Türk sinemasının bir döneme damgasını vuran ünlü kadın oyuncularından Perihan Savaş, mevcut sinema sektörünün samimiyetten koparak, çıkar ilişkilerine dayalı bir sistem haline geldiğini söyledi. Savaş, ‘oyuncuların gözlerinde dolar işareti görüyorum’ dedi.
Her ay yayımladığı röportaj ve özel dosyalarıyla gündem yaratan Film Arası Dergisi, son sayısında Türk sinemasının bir döneme damgasını vuran kadın oyuncularından Perihan Savaş’ı konuk etti. Gülcan Tezcan’ın sorularını yanıtlayan ünlü oyuncu, mevcut sinema sektörüne yönelik çarpıcı yorumlarda bulundu. Sinema sektörünün samimiyetten koparak çıkar ilişkilerine dayalı bir sistem haline geldiğini söyleyen Savaş, ‘oyuncuların gözlerinde dolar işareti görüyorum’ dedi.
OYUNCULARIN GÖZLERİNDE DOLAR İŞARETİ VAR!
Röportajda Yeşilçam geleneğinin samimiyetten beslendiğini söyleyen Perihan Savaş, yeni sinema sektörünü şu sözlerle eleştirdi: ‘Bizim dönemimizde sevgi ve saygıyla yapılan filmler vardı. Şimdi bakıyorum, filmlerde herkesin gözünde dolar işareti görüyorum. Onu ben hissediyorum bir oyuncu olarak. Eski Yeşilçam filmlerini yeniden çektiler. Hiçbir tanesi iş yapmadı TV’lerde. Ben bunu söyledim. Çünkü o zaman o sevgiyle, saygıyla, özveriyle yapılıyordu filmler ve seyirci de bunu hissediyordu. Ben onu görmüyorum. Samimiyeti görmüyorum.’

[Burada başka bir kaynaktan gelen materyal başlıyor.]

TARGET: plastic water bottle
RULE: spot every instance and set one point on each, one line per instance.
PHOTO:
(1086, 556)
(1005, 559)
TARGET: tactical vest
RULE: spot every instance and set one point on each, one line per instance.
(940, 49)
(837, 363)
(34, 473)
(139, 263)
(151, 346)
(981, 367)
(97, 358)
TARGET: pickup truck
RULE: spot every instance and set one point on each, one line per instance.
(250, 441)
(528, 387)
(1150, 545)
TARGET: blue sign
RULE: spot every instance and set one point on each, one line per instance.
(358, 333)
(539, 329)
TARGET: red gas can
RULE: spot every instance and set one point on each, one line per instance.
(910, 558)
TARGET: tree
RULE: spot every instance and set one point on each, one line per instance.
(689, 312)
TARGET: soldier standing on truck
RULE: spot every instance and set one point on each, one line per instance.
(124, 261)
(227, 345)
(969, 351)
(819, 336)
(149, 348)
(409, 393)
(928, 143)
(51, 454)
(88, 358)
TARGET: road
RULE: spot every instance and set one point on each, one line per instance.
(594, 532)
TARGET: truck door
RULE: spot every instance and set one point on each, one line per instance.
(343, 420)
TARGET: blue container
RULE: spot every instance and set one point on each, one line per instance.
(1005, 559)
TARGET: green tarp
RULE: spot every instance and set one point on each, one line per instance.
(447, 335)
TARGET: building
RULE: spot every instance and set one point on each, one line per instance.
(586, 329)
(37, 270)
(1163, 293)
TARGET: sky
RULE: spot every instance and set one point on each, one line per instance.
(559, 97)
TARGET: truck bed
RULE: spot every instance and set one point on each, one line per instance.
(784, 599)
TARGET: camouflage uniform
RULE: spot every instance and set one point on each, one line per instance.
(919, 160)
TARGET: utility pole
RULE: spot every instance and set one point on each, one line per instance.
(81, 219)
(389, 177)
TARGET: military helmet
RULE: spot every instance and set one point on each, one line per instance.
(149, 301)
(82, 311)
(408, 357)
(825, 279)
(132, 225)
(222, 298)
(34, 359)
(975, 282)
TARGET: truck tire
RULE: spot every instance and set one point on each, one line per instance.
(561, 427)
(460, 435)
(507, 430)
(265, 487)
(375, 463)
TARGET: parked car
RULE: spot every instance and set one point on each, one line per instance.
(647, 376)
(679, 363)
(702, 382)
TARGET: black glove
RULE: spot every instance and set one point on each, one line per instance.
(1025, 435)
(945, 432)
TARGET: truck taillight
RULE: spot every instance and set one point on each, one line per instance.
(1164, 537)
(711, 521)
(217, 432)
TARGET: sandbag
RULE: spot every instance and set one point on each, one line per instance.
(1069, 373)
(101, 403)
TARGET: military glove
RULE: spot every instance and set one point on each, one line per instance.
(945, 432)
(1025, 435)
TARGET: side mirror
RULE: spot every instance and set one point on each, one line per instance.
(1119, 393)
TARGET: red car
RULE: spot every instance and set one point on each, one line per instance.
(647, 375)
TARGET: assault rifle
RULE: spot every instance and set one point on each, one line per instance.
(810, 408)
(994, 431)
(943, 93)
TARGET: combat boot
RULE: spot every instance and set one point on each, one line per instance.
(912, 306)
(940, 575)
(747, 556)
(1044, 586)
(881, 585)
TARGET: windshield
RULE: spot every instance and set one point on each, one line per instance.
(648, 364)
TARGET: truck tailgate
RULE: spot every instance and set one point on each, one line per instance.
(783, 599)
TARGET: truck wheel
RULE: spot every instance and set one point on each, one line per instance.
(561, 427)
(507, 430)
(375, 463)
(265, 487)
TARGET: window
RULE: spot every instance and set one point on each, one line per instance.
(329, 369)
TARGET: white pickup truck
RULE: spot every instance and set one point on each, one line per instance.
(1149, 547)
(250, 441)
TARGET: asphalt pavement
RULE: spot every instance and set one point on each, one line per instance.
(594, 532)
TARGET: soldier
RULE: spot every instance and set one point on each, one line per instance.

HOLLYWOOD’DA KİLİSE VAR DA BİZDE NEDEN CAMİİ OLMASIN?
90’lı yıllarda oynadığı Minyeli Abdullah ve Sevdaların Ölümü filmleriyle ilgili yapılan bazı eleştirilere de değinen usta oyuncu, dini filmlerde oynamasının eleştirilmesini yadırgadığını ifade etti. Savaş, şunları söyledi: ‘Çok fazla ideolojik filmler değildi aslında. Bizim insanımızın yaşadığı ve hayatın içinden filmlerdi. Minyeli Abdullah’ın kitabı vardı zaten o yapıldı. Çok eleştiri aldım o anlamda. Neden? Eski Yeşilçam filmlerine bakın, her filmde bir cami vardır. Çünkü bu bizim geleneğimiz. Biz Müslümanız, cami olması kadar doğal ne var? O kesimin de filmi olabilir. Ben bir rahibe de oynayabilirdim o zaman da eleştiri getireceklerdi, ‘Neden rahibe oynuyorsun, sen Müslüman değil misin’ diye. Bunun kitabı da yazılmış gayet rahatlıkla oynayabilirim. Bunu inkâr etmenin bir anlamı yok. Bütün Amerikan filmlerinde mutlaka kilise vardır. Onlar da mı yobaz yani?’
KÖYÜN DELİSİ BANA EVLENME TEKLİF ETTİ
Sinemadan tiyatroya geçiş serüvenini anlatan usta oyuncu, bazı ilginç anekdotlarını da okuyucularla paylaştı. Savaş, film çekiminde akli dengesi bozuk bir gençten aldığı evlilik teklifini anlattı: ‘Kaşık Düşmanı’nda köyün delisini oynuyordum. Ve köyde hakikaten bir deli vardı, beni gerçek deli zannetti ve beni arkadaş olarak görüyordu. Hatta evlenme teklif etti. Ben onu takip ettim, n’apıyor, ne ediyor diye. Tam benim oynadığım roldü çünkü. Manik depresif. Filmde kızı 13 yaşında yaşlı bir adamla evlendiriyorlar. Zifaf gecesi adam, kızın yanında ölüyor ve kız ondan sonra aklını kaçırıyor ve köyün delisi oluyor. Halil Ergün’e âşık. Sonra bir baktım bu benim yanımdan ayrılmamaya başladı. Menderes Samancılar da oynuyordu. Menderes Perihan’la evleneceğim derdi. Hemen oradan bir kalem bulurdu, seni öldürürüm, ben evleneceğim onunla derdi.’
ÜNLÜ OYUNCU ALPER KUL, AYAKÜSTÜ’NDE!
Usta kalem Burçak Evren’i de yazar kadrosuna katan Film Arası Dergisi, son sayısında yine dopdolu. Yönetmenler Murat Saraçoğlu ile Gökhan Yorgancıgil ve oyuncu Tuğrul Tülek’in yazılarıyla yer aldığı dergide özel dosyalar, film eleştirileri, haberler ve genç isimlerden köşe yazıları bulunuyor. Derginin Ayaküstü’ bölümüne konuk olan ünlü oyuncu Alper Kul, eğlenceli sorulara cevap veriyor. Film Arası Dergisi, bu sayıda Şerif Gören’in unutulmaz filmi Yılanların Öcü’ne ait afişi de okuyucularına hediye olarak veriyor.